Mira Krahn
I’m a talker. Give me two minutes to make an announcement at church, and I’ll stretch it to three. Plan for a one-hour coffee date, but be prepared to return home two hours later. I know my gift of gab has brought moments of exasperation to my family, but I’ve also noticed times that it’s been appreciated. Sometimes, it’s a personal story I share with a friend to encourage him through a tough time. Sometimes, it’s a hysterical account I retell–the kind that improves with each re-enactment–that leaves my aunties in stitches. Other times, it’s a recitation of all my personal opinions and beliefs and values,that is surprisingly welcomed by a new acquaintance.
I am also a complimenter. I think it comes with the territory of being a talker. I like to tell the cook at camp, “That was a great meal. It’s one of my favourites.”, or stop a colleague at work to say, “You always work so hard. You’re such a diligent person.” And I make a point of telling my students, “You are doing a really good job, and I’m proud of you.” But while I do put thought and effort into my very purposeful compliments, I must admit that this mode of communication comes very easily to me. Communication’s my beat, and language my rhythm.
Imagine my dilemma upon finding myself in a foreign, non-English-speaking country, with two of my greatest assets–the spoken and written word–stripped from me. Adopting a sink-or-swim mentality, I found no choice but to doggy-paddle through the new language. I mean, a girl’s got to eat and to shop, right? Initially, one can get by with about ten or fifteen phrases. Start with: “I like”, “I don’t like”, “I want”, “I don’t want”, “How much?”, “So cheap”, “Too expensive”, and “Thank you”. These suffice for most market trips, but they are awfully short phrases, and I fear a little curt. Consider how difficult it is to say, “Yes, I realize your product is great quality, and therefore is more expensive, but I’m looking for something cheaper.” It’s easier to say, “I don’t want” or “I don’t like”. My words here are bare bones. And that frustrates me!
Several years ago I was introduced to the theory of the Five Love Languages, as taught in Gary Chapman’s book of the same name. While I never read the book myself (I enjoy talking more than reading), I’ve heard allusions to this theory many times. I embraced it from the start. The idea is that humans feel and express love in different ways. The challenge is to learn to express love in the way your targeted loved one will accept it most readily. Better yet, learn to express love in multiple ways! Adopting this principle, I wrote fewer letters to my mother and washed more dishes for her instead. Trust me, there is something to the Five Love Languages!

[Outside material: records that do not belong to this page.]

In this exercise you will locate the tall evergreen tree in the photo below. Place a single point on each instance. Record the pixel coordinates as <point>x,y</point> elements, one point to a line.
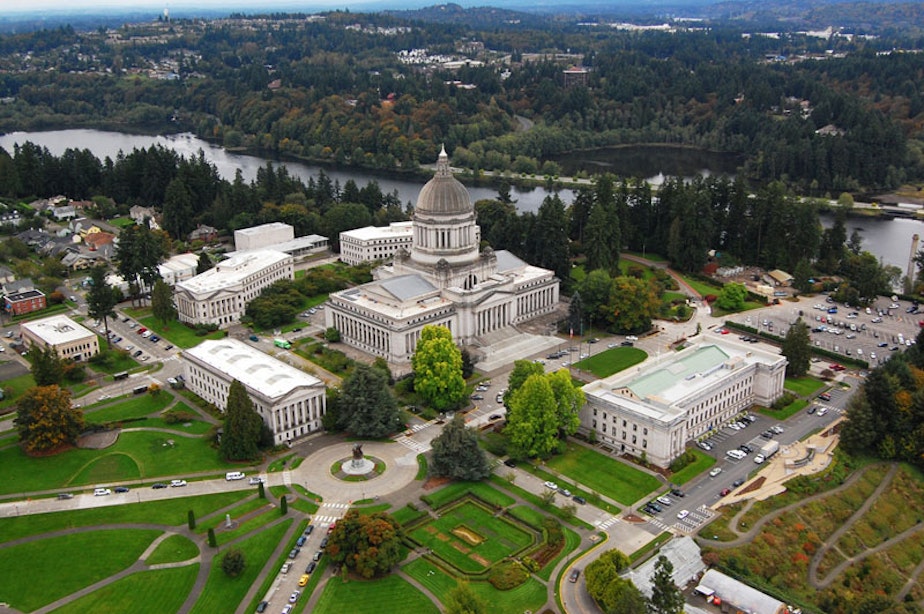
<point>666,598</point>
<point>456,453</point>
<point>242,427</point>
<point>101,299</point>
<point>366,406</point>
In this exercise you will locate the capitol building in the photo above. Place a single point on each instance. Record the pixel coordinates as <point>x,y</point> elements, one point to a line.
<point>445,279</point>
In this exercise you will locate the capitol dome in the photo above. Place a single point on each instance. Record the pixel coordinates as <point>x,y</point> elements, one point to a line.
<point>444,194</point>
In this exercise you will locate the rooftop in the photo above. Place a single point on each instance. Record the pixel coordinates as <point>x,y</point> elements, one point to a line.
<point>233,271</point>
<point>57,329</point>
<point>257,371</point>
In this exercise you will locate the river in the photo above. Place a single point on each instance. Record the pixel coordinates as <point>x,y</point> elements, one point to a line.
<point>889,240</point>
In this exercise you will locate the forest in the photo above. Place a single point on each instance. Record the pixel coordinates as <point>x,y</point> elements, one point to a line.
<point>821,116</point>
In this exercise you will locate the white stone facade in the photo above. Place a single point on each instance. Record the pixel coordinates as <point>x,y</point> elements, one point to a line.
<point>443,280</point>
<point>375,242</point>
<point>658,408</point>
<point>291,402</point>
<point>265,235</point>
<point>220,295</point>
<point>68,338</point>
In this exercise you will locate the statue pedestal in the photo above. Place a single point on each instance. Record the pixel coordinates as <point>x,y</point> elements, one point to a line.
<point>361,466</point>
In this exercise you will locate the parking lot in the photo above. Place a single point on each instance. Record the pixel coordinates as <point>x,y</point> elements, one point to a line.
<point>871,334</point>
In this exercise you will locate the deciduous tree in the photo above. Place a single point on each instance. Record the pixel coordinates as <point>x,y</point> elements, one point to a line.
<point>46,420</point>
<point>437,364</point>
<point>243,426</point>
<point>366,406</point>
<point>369,545</point>
<point>456,453</point>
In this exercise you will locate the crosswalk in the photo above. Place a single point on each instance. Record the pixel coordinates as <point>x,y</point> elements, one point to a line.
<point>416,446</point>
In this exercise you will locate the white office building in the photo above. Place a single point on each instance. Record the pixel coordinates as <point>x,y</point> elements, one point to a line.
<point>655,409</point>
<point>68,338</point>
<point>290,401</point>
<point>375,242</point>
<point>220,295</point>
<point>445,279</point>
<point>265,235</point>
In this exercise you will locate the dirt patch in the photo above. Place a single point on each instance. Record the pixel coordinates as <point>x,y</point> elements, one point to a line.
<point>432,483</point>
<point>467,535</point>
<point>461,547</point>
<point>755,485</point>
<point>479,559</point>
<point>98,441</point>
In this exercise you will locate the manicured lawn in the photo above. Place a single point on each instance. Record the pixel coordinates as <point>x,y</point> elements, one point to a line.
<point>501,538</point>
<point>373,597</point>
<point>803,386</point>
<point>143,455</point>
<point>34,576</point>
<point>133,407</point>
<point>612,361</point>
<point>147,592</point>
<point>167,511</point>
<point>221,591</point>
<point>15,387</point>
<point>457,489</point>
<point>781,414</point>
<point>177,333</point>
<point>173,549</point>
<point>605,475</point>
<point>702,462</point>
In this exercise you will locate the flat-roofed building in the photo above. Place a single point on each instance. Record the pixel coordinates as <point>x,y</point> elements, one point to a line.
<point>290,401</point>
<point>68,338</point>
<point>220,295</point>
<point>656,408</point>
<point>375,242</point>
<point>264,235</point>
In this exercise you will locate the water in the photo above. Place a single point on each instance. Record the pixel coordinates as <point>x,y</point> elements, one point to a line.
<point>889,240</point>
<point>104,144</point>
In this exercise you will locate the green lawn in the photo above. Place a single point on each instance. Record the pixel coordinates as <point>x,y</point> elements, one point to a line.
<point>781,414</point>
<point>173,549</point>
<point>501,538</point>
<point>803,386</point>
<point>177,333</point>
<point>34,574</point>
<point>703,461</point>
<point>372,597</point>
<point>221,592</point>
<point>609,477</point>
<point>137,455</point>
<point>146,592</point>
<point>14,387</point>
<point>612,360</point>
<point>457,489</point>
<point>132,407</point>
<point>167,511</point>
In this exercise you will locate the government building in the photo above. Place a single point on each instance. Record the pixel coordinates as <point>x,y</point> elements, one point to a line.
<point>290,401</point>
<point>220,295</point>
<point>445,279</point>
<point>656,410</point>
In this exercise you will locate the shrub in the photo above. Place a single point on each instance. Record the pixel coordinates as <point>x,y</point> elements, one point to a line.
<point>507,575</point>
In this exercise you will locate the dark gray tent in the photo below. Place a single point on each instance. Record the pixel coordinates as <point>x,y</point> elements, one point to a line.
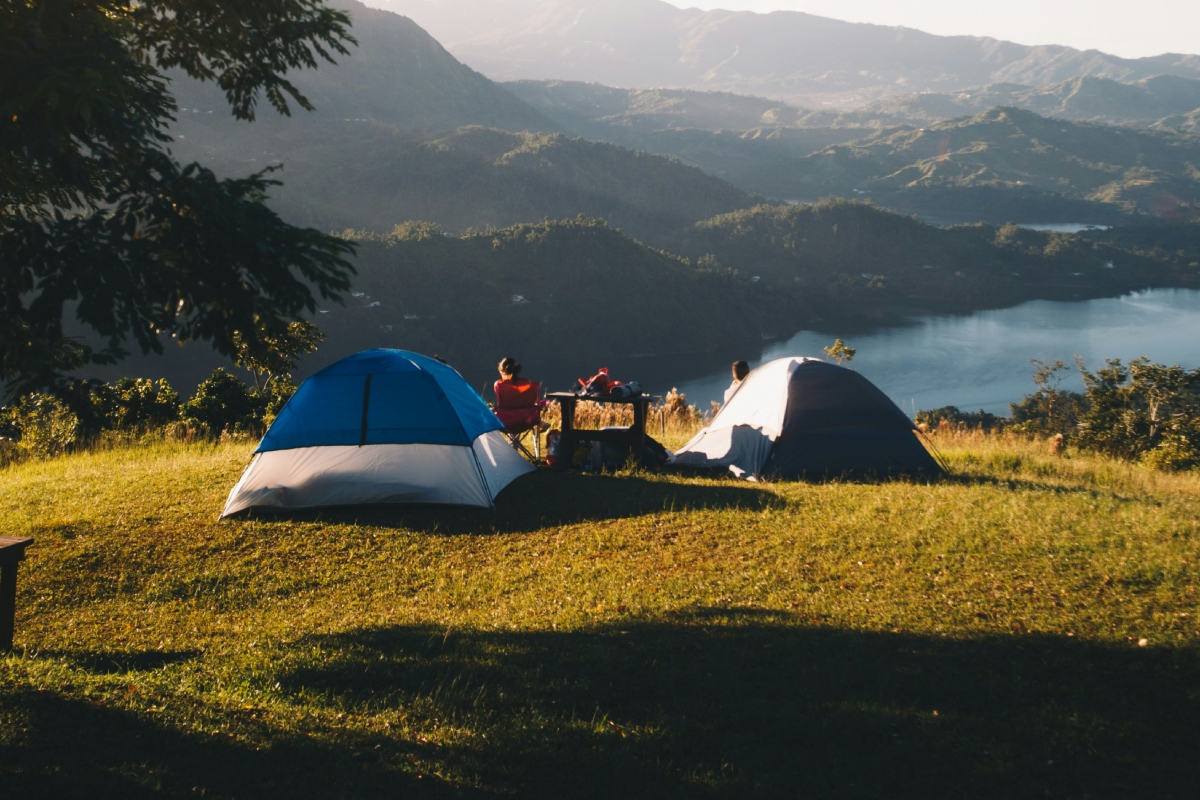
<point>805,416</point>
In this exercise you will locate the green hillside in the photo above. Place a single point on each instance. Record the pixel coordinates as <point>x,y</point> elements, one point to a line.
<point>397,74</point>
<point>579,292</point>
<point>1132,169</point>
<point>359,174</point>
<point>1098,100</point>
<point>574,289</point>
<point>585,104</point>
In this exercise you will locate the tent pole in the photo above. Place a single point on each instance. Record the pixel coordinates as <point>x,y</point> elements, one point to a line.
<point>483,480</point>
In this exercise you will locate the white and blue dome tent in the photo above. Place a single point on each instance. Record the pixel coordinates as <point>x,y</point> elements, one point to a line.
<point>381,426</point>
<point>792,417</point>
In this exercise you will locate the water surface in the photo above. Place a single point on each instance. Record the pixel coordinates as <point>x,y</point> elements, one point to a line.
<point>982,360</point>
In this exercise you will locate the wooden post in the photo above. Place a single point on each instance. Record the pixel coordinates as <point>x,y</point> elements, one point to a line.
<point>12,552</point>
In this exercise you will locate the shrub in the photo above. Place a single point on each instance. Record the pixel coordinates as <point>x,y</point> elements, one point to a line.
<point>133,404</point>
<point>222,402</point>
<point>1143,410</point>
<point>952,414</point>
<point>39,426</point>
<point>1049,410</point>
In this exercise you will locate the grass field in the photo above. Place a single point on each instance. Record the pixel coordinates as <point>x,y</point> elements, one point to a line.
<point>1024,627</point>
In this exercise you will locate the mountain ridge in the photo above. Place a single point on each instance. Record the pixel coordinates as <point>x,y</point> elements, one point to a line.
<point>784,54</point>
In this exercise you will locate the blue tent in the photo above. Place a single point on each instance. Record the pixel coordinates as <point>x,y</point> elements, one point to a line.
<point>381,426</point>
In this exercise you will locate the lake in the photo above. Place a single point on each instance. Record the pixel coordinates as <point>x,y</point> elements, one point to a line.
<point>982,360</point>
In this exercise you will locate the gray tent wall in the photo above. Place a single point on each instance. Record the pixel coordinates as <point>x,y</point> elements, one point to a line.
<point>838,421</point>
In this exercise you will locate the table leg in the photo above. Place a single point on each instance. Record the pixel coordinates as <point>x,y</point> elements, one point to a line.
<point>7,603</point>
<point>567,440</point>
<point>640,432</point>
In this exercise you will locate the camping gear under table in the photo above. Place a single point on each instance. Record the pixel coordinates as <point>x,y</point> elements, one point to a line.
<point>12,552</point>
<point>634,435</point>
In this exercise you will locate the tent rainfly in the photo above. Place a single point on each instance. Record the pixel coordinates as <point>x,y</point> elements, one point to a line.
<point>805,416</point>
<point>381,426</point>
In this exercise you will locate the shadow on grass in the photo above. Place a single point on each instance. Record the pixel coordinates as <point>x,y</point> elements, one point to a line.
<point>715,702</point>
<point>737,703</point>
<point>103,662</point>
<point>61,747</point>
<point>549,498</point>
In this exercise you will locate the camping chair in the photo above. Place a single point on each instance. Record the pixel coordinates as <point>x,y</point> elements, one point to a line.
<point>520,409</point>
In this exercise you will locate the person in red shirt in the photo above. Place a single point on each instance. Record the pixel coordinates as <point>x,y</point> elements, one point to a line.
<point>516,397</point>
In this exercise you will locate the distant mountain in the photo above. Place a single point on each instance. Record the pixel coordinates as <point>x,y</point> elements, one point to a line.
<point>586,106</point>
<point>403,131</point>
<point>1007,149</point>
<point>399,74</point>
<point>1182,122</point>
<point>366,175</point>
<point>1098,100</point>
<point>786,55</point>
<point>575,294</point>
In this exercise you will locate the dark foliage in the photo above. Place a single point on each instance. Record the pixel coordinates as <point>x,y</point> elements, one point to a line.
<point>222,402</point>
<point>99,220</point>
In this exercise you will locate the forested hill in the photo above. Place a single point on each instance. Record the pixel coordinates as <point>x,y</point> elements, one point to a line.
<point>397,74</point>
<point>582,293</point>
<point>1007,149</point>
<point>365,175</point>
<point>573,289</point>
<point>601,112</point>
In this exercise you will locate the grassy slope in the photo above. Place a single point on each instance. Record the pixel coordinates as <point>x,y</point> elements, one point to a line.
<point>599,636</point>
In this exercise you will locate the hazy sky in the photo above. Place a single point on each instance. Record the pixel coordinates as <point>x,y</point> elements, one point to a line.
<point>1128,28</point>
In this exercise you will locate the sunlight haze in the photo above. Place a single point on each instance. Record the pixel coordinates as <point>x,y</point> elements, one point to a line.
<point>1125,29</point>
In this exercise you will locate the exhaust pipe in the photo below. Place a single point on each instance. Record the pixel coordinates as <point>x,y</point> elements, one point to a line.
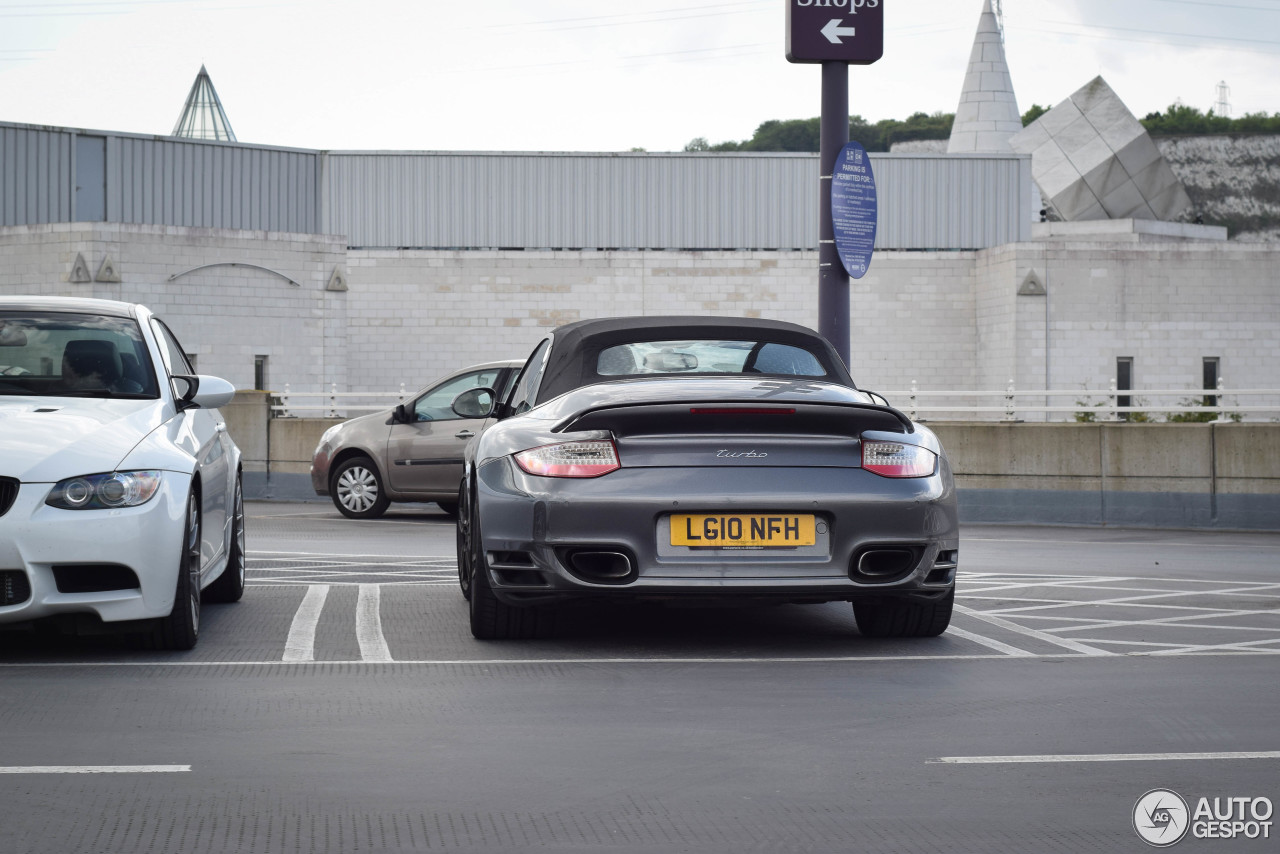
<point>886,563</point>
<point>602,567</point>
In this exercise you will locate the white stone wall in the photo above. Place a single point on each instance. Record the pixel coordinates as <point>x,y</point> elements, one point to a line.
<point>947,320</point>
<point>224,315</point>
<point>1168,306</point>
<point>432,311</point>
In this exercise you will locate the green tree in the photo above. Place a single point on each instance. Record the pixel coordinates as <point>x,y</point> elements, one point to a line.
<point>1034,113</point>
<point>1182,119</point>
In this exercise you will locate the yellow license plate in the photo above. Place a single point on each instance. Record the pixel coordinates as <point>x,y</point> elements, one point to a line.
<point>743,530</point>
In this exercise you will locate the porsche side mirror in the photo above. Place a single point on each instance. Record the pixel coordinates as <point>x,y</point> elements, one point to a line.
<point>474,403</point>
<point>876,397</point>
<point>201,392</point>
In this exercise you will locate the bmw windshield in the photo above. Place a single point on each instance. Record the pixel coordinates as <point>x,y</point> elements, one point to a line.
<point>73,355</point>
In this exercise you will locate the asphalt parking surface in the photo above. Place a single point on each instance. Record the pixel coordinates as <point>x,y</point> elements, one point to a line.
<point>343,706</point>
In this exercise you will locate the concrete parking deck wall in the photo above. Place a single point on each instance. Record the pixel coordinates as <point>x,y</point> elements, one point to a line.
<point>1151,475</point>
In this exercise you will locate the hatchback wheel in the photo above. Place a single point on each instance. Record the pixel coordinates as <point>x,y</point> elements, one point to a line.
<point>492,619</point>
<point>357,489</point>
<point>229,587</point>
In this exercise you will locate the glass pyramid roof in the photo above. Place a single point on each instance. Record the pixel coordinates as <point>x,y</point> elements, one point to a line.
<point>204,118</point>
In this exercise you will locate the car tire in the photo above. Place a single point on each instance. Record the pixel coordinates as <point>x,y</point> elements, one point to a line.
<point>492,619</point>
<point>891,617</point>
<point>181,629</point>
<point>229,587</point>
<point>357,489</point>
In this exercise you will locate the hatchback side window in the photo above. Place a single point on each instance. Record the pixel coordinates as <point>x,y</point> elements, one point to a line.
<point>526,387</point>
<point>437,405</point>
<point>174,356</point>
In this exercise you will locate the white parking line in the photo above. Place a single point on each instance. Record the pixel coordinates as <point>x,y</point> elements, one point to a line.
<point>1104,757</point>
<point>301,643</point>
<point>1031,633</point>
<point>95,770</point>
<point>369,624</point>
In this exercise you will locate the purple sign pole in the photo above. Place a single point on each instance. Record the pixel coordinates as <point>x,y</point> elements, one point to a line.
<point>835,33</point>
<point>854,209</point>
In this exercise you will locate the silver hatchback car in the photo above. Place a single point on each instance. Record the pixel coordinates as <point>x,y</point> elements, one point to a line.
<point>411,452</point>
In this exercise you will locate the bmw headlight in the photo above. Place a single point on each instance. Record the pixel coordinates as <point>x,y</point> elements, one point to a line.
<point>105,492</point>
<point>328,434</point>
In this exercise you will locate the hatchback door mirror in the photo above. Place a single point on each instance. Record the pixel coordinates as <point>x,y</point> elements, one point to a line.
<point>202,392</point>
<point>475,403</point>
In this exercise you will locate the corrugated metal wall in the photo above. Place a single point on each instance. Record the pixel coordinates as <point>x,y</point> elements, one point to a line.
<point>158,181</point>
<point>176,182</point>
<point>446,200</point>
<point>35,176</point>
<point>433,200</point>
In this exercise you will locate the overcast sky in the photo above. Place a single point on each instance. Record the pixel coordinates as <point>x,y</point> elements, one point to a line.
<point>585,74</point>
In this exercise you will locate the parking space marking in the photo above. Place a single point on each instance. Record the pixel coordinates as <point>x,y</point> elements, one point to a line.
<point>1185,612</point>
<point>1106,757</point>
<point>301,643</point>
<point>369,624</point>
<point>990,643</point>
<point>1243,647</point>
<point>1033,633</point>
<point>95,770</point>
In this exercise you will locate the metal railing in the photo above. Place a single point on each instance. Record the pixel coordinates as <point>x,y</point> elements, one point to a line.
<point>1089,405</point>
<point>1009,403</point>
<point>333,403</point>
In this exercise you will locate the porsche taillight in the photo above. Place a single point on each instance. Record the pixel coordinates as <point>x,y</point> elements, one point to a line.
<point>571,460</point>
<point>899,460</point>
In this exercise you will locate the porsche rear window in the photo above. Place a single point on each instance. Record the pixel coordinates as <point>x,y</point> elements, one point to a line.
<point>707,357</point>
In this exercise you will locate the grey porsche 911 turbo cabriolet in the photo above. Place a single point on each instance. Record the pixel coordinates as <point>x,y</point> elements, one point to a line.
<point>685,459</point>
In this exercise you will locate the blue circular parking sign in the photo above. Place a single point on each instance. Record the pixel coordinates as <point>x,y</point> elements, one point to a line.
<point>853,208</point>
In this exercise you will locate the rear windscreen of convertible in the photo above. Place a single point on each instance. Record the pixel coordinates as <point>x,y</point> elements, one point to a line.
<point>707,357</point>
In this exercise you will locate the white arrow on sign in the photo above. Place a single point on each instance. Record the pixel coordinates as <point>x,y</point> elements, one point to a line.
<point>833,31</point>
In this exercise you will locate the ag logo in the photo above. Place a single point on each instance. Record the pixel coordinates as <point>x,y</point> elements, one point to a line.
<point>1161,817</point>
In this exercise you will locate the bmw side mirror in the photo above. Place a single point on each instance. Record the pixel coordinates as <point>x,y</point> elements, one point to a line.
<point>201,392</point>
<point>474,403</point>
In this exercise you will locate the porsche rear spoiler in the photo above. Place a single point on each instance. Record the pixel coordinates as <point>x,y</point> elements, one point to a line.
<point>739,416</point>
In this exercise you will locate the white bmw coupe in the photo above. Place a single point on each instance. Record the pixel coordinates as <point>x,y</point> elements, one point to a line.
<point>120,496</point>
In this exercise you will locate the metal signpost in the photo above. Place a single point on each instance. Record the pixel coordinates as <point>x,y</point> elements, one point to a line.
<point>837,33</point>
<point>854,209</point>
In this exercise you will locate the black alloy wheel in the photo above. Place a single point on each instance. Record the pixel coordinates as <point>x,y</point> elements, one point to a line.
<point>181,629</point>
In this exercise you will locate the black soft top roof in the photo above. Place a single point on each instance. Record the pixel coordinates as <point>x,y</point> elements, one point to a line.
<point>576,346</point>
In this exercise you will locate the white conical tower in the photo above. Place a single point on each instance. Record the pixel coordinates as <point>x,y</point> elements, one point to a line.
<point>204,118</point>
<point>987,114</point>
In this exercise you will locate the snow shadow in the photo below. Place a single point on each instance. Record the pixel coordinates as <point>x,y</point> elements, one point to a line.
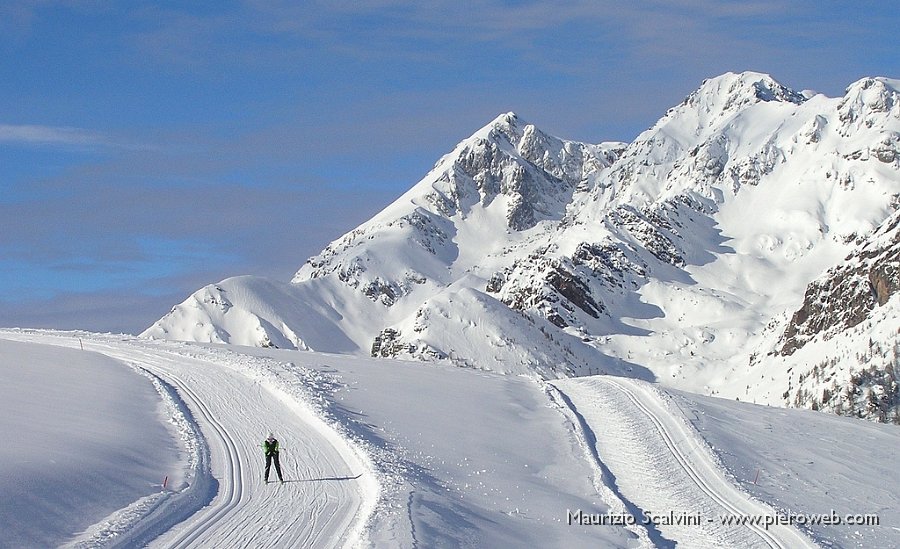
<point>609,479</point>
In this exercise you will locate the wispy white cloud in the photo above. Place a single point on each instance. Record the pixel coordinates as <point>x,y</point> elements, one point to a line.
<point>65,136</point>
<point>47,135</point>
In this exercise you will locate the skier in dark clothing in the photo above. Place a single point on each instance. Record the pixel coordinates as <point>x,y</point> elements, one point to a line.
<point>270,446</point>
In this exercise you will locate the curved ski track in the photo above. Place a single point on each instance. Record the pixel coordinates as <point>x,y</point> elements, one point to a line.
<point>681,472</point>
<point>324,500</point>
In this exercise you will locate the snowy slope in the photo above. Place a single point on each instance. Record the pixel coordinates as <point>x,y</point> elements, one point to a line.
<point>83,437</point>
<point>231,402</point>
<point>389,453</point>
<point>681,256</point>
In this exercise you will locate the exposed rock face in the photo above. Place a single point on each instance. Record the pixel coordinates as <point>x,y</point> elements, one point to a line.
<point>847,294</point>
<point>683,255</point>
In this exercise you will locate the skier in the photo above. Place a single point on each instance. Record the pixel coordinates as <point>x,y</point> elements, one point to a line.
<point>270,447</point>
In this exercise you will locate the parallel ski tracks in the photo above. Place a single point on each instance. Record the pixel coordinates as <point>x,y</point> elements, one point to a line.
<point>232,486</point>
<point>646,430</point>
<point>692,470</point>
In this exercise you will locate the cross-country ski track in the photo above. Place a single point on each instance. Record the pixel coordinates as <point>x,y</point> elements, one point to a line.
<point>661,466</point>
<point>329,492</point>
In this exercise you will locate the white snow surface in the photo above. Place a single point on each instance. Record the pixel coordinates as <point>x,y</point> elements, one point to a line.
<point>389,453</point>
<point>679,257</point>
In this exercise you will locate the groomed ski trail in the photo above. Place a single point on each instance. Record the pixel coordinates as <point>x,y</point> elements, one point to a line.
<point>329,492</point>
<point>662,466</point>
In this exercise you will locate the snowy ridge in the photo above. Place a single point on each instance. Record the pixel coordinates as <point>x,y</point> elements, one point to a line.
<point>680,256</point>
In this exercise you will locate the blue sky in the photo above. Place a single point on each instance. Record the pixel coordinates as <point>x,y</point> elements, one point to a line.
<point>149,148</point>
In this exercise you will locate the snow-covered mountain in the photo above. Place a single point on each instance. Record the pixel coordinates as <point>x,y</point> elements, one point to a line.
<point>698,255</point>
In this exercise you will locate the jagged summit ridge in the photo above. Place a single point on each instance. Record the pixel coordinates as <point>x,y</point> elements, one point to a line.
<point>681,256</point>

Living abroad, with a limited vocabulary, I’m learning to exercise different methods of showing love and kindness to the people around me. And without the use of a spoken language, I have to be more purposeful in my actions. At the bus stop, it’s an admiring look I give the baby bouncing on Grandma’s knee. At the restaurant, it’s finishing my bowl of noodles with gusto. It’s stopping to talk with the bottle-picker, amid the awkward astonishment of the locals, and it’s dropping by the same street vendors each Sunday on the way to and from church. It’s buying vegetables in the wet market, and walking past pig snout and chicken feet like it’s the most normal thing in the world. It’s letting someone stand close to my face while they talk, resisting my cultural instinct to step away.
A few weeks ago, during lunch, a co-worker asked me if I liked the meals the cook prepares for us. I said I did, but that I didn’t know how to properly express that to the cook. She taught me how to say it in their language, but then quickly added, “But it’s enough that you eat her cooking.” Curious, I asked if there were other foreigners who wouldn’t eat her cooking. My co-worker gave me a knowing look.
Chances are good that for each purposeful act of love I demonstrate, there are at least one or two taboo or culturally-insensitive actions I make. I am acutely aware of how poorly I blend in here. I’m sure I receive more grace than I give. But one thing I know: God is love, and where love goes, God goes. His love bypasses cultural divides and doesn’t stall for want of language. If I do nothing else, but spread His love in the best way I can, I will have done it all. “For love comes from God. Everyone who loves has been born of God and knows God.” and “By this everyone will know that you are my disciples, if you love one another.” (1 John 4:7; John 13:35 NIV).